Velocidades altas (1/500, 1/1000 o más) sirven para congelar. Acción, deportes, gente caminando, gotas, lo que sea que se mueva. Si quieres que todo se vea nítido y sin rastro de movimiento, necesitas subir la velocidad. El error típico es no subirla lo suficiente y pensar que “más o menos aguanta”. No aguanta. Si hay movimiento, se va a notar.
Velocidades bajas (1/30, 1/10, 1 segundo o más) hacen lo contrario: dejan que el movimiento se registre. Aquí es donde aparecen estelas, barridos, agua suave, luces de autos como líneas. El problema es que muchos llegan aquí por accidente, no por decisión. Disparan lento sin darse cuenta y todo sale movido, incluso lo que debería estar quieto.
Hay un punto medio donde puedes controlar qué se mueve y qué no. Por ejemplo, hacer un barrido: sigues al sujeto con la cámara a una velocidad relativamente baja. El sujeto queda más o menos definido y el fondo se mueve. Esto ya requiere práctica, no sale a la primera, pero es intención, no error.
Otro fallo común es no considerar el pulso. Aunque la escena esté quieta, si usas velocidades bajas sin estabilidad, la foto se mueve por ti. Regla simple: si estás a pulso, no bajes demasiado la velocidad a menos que tengas buen control o estabilización. Si no, usa trípode o sube velocidad.
También entra el tema de la luz. Velocidad alta deja pasar menos luz, velocidad baja deja pasar más. Si subes mucho la velocidad para congelar, vas a tener que compensar con apertura o ISO. Y aquí es donde algunos se traban: quieren congelar, pero no quieren subir ISO ni abrir diafragma. No se puede todo al mismo tiempo.

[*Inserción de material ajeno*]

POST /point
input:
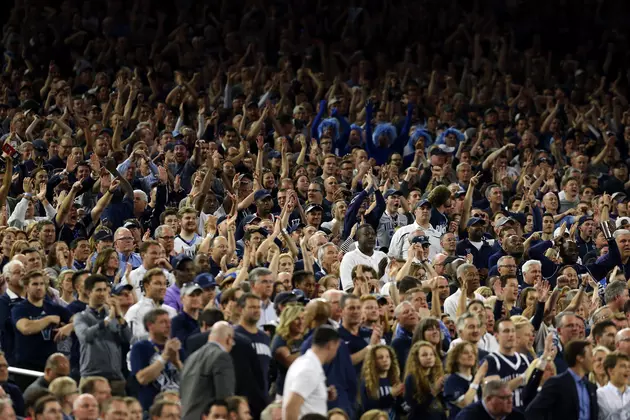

Otro error es usar siempre la misma velocidad “segura” para todo. 1/125 para todo, por ejemplo. Eso funciona a medias. Hay escenas donde necesitas más, otras donde podrías bajar y aprovechar mejor la luz o crear efecto. Si no adaptas la velocidad a lo que estás viendo, te quedas en lo básico.
La velocidad no es solo para evitar errores, es para decidir cómo se siente la foto. Congelar transmite precisión, momento exacto. El movimiento transmite tiempo, flujo, energía. Si no estás pensando en eso, solo estás evitando fotos movidas, no estás usando la herramienta.